Chiesa della SS. Annunziata – Roger I, König der Normannen, ließ diese Kirche im Jahr 1100 errichten, um der Madonna für ihre gewährte Beihilfe im Krieg gegen die Sarazenen zu danken, die seinen Sieg herbeiführte. Die Kirche ist sehr klein und besteht aus einem einzigen Kirchenschiff. Im Laufe der Jahrhunderte wurde sie mehrmals umstrukturiert und verschiedene Gebäude wurden hinzugefügt, unter anderem ein Raum mit direktem Zugang auf den Friedhof. Hier wurden die Leichen untersucht und einer Autopsie unterzogen, wenn die Todesumstände einer Klärung bedurften, was sehr häufig der Fall zu sein schien. Der Glockenturm wurde ebenfalls umgebaut und befindet sich nun außerhalb des Kirchengebäudes. Es gibt keine Quellennachweise, die nähere Auskunft darüber geben. Mittlerweile ist nur noch ein einfacher Turm vorhanden, der nur bescheiden in die Höhe ragt und mit einer einzigen Glocke versehen ist, bewundernswert in seiner Schlichtheit. Der Kirchenboden wurde mit sizilianischer Terrakotta rekonstruiert. In seiner Mitte ist ein Grabstein eingelassen, unter dem das Beinhaus der Gemeinde liegt. Einstmals wurden hier verschiedene zeremonielle Anlässe gefeiert, einschließlich das Fest der Verkündigung und „Ferragosto“, die Messe zur Augusthälfte, Höhepunkt der Sommerfestlichkeiten. Heute ist die Kirche nur selten für die Öffentlichkeit zugänglich. Es finden fast ausschließlich Beerdigungen statt, um Gemeindemitgliedern auf ihrem letzten Weg die Ehre zu erweisen, bevor sie auf dem anliegenden Friedhof beigelegt werden. Das Portal des Haupteingangs der Kirche ist von großem künstlerischen Wert und gehört vermutlich der Spätromanik an. Das Kulturministerium für Kunst und Denkmalschutz hat es inventarisiert und als italienisches Denkmal verzeichnet. Die Kirche hat einen einzigen Altar, auf dem eine Skulptur aus weißem Marmor steht, die die Verkündigung darstellt.
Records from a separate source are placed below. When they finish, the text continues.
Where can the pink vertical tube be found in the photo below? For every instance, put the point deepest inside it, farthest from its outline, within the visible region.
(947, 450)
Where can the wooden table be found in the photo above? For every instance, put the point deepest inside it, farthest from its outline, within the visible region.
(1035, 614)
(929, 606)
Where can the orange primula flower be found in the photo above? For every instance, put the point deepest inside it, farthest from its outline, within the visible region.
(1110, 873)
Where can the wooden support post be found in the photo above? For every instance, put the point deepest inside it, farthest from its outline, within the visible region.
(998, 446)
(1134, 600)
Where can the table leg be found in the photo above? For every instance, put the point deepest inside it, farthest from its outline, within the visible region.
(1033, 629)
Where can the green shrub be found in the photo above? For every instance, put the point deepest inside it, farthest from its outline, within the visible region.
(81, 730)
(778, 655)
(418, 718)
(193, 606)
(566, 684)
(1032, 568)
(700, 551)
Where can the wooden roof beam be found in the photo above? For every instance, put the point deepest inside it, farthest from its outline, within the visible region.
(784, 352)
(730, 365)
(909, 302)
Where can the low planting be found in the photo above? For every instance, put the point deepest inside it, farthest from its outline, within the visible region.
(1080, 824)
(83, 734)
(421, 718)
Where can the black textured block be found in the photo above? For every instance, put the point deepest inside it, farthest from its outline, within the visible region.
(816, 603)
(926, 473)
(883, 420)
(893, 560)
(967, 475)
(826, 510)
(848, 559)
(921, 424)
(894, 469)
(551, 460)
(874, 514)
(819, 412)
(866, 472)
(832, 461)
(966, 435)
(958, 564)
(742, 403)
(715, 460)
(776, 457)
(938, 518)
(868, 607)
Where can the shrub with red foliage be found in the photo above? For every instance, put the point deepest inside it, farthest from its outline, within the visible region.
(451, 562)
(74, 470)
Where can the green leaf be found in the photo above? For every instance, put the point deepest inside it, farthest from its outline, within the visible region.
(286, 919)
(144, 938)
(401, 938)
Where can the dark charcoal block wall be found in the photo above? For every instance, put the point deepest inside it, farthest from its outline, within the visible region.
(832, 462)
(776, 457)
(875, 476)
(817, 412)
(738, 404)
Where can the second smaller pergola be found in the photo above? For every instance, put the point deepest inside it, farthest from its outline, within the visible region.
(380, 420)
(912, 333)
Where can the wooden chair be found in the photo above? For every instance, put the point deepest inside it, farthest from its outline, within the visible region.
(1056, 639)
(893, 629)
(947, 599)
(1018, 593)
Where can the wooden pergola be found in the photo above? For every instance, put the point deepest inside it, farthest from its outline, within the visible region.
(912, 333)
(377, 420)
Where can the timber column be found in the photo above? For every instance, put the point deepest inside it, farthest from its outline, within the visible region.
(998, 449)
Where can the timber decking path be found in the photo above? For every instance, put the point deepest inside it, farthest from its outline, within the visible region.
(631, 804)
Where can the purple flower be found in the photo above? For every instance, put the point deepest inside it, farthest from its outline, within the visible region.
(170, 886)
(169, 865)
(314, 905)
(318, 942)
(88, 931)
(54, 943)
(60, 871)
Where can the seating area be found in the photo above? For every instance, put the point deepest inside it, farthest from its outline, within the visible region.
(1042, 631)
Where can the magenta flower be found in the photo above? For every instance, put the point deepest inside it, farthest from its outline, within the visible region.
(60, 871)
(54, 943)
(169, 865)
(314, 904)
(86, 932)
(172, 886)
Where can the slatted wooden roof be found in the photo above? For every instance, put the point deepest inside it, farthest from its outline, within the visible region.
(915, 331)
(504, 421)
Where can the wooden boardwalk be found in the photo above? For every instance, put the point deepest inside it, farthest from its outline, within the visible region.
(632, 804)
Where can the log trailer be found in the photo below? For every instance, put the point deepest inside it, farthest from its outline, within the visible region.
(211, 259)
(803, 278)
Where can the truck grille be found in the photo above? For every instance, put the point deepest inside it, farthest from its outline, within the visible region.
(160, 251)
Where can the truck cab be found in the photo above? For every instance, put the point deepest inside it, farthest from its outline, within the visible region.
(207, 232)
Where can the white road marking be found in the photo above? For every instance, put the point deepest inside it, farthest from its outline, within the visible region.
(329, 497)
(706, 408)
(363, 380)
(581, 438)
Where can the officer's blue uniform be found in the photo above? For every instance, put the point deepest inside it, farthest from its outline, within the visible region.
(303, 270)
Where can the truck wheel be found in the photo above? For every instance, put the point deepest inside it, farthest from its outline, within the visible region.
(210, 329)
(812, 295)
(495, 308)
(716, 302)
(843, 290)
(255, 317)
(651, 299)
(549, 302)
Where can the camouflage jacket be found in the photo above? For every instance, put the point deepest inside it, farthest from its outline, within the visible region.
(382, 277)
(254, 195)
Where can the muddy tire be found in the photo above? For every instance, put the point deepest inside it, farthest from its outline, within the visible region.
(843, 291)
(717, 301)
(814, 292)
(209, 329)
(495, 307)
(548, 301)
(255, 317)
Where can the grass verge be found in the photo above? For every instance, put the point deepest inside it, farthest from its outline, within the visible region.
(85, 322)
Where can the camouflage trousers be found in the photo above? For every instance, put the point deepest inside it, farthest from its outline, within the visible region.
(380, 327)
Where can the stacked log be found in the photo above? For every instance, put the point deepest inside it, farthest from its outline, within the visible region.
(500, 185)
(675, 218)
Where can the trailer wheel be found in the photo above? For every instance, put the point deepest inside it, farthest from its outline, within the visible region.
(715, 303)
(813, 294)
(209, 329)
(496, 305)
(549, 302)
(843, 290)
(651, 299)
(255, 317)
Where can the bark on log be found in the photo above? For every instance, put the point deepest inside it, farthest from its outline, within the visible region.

Der Engel der Verkündigung ist im Laufe der Jahrhunderte verloren gegangen. Auch in diesem Fall liegen keine genaueren Quellen vor.

Biblioteca Comunale – Das Gebäude der Stadtbibliothek geht ursprünglich auf das XIX Jh. zurück. Der Architekturstil ist bezeichnend für das mittelalterliche Bergdorf. 1920 wurde es zum Sitz der ersten Grundschule von Castelmola. Später, im Jahr 1956, wurde das Gebäude renoviert und mit den Namen „Prof. Salvatore Gullotta“ zur aktuellen Stadtbibliothek. Prof. Gullotta war ein Bürger von Castelmola und hat der Gemeinde seine ganze Büchersammlung gespendet. Das Gebäude besitzt die architektonische Eigenschaft des „Bagghio“, ein Fußgewölbe über der Eingangstreppe in die Bibliothek, das vom Belvedere der davorliegenden Mutterkirche ausgeht.

Icona della Madonna della Scala – Die Ikone ist der Madonna della Scala (Madonna der Treppe) gewidmet. In ihr war ein wertvolles Ölgemälde verschlossen, das nicht datiert werden konnte und über dessen Ursprung keine Unterlagen vorliegen. Es handelte sich um ein Gemälde, das direkt auf den Felsen zu Füssen der Burg gemalt worden war. Die Ikone hieß die Bevölkerung willkommen, die über „Porta di Mola“ in das Bergdorf eintrat. In den 60er Jahren wurde die Straße SP 10 angelegt, die mühelos in die Stadt führt. Daraufhin brachten die Gläubigen die Ikone in eine Grotte, die an der gleichen Stelle der ursprünglichen Burgmauer in den Felsen gegraben wurde. Das Gemälde der Madonna wurde in der Mitte eines modernen Marmoraltares angebracht. Von hier aus begrüßt und segnet die Heilige Madonna della Scala weiterhin alle auf gleiche Weise, die Bewohner, die die Fremden willkommen heißen, und die Besucher, die der Stadt und ihrer Bevölkerung wohlwollend entgegengehen.